“I tell ye you’re taking too much on yourself!” he began to shout menacingly. “Get about your business and don’t act the fool! You needn’t think you’re going to be God A’mighty because you’ve got up a bit earlier for once in a way and been down to th’ shop before breakfast.”
Three.
In all his demeanour there was not the least indication of weakness. He might never have sat down on the stairs and cried! He might never have submitted feebly and perhaps gladly to the caresses of Clara and the soothings of Auntie Hamps! Impossible to convince him that he was cut off from the world! Impossible even to believe it! Was this the man that Edwin and the Bank manager and the doctor and all the others had been disposing of as though he were an automaton accurately responsive to external suggestion?

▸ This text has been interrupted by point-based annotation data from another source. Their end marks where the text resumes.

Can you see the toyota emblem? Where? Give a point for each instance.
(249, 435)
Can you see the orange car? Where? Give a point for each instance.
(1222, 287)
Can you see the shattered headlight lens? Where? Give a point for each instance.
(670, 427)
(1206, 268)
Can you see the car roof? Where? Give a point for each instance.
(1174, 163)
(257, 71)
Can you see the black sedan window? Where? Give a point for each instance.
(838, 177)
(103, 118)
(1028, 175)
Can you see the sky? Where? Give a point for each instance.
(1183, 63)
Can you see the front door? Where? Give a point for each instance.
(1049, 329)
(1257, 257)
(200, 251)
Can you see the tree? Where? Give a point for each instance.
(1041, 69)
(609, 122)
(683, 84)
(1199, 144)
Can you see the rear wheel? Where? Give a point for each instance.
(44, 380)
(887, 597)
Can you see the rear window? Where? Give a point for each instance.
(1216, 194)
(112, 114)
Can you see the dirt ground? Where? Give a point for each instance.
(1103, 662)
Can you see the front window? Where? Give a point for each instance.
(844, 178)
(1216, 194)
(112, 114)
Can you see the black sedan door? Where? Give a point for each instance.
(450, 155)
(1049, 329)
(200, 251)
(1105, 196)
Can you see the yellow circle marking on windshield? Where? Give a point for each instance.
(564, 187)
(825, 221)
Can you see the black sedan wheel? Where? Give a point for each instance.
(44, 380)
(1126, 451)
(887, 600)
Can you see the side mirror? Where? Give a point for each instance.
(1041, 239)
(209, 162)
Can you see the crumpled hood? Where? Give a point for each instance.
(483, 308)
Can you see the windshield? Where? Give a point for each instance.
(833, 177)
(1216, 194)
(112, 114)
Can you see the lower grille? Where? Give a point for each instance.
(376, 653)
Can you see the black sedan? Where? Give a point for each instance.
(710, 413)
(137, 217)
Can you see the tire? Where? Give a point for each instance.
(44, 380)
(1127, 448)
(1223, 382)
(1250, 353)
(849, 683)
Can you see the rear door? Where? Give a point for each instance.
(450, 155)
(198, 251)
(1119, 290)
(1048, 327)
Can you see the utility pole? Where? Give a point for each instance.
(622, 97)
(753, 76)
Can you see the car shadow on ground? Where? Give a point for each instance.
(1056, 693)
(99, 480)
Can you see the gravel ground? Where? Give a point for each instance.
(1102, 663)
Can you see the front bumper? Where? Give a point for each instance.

“Look here,” Edwin knew that he ought to say. “Let it be clearly understood once for all—I’m the boss now! I have the authority in my pocket and you must sign it, and quick too! I shall do my best for you, but I don’t mean to be bullied while I’m doing it!”
But he could not say it. Nor could his heart emotionally feel it.
He turned away sheepishly, and then he faced his father again, with a distressed, apologetic smile.
“Well then,” he asked, “who is going to sign cheques?”
“I am,” said Darius.
“But you know what the doctor said! You know what you promised him!”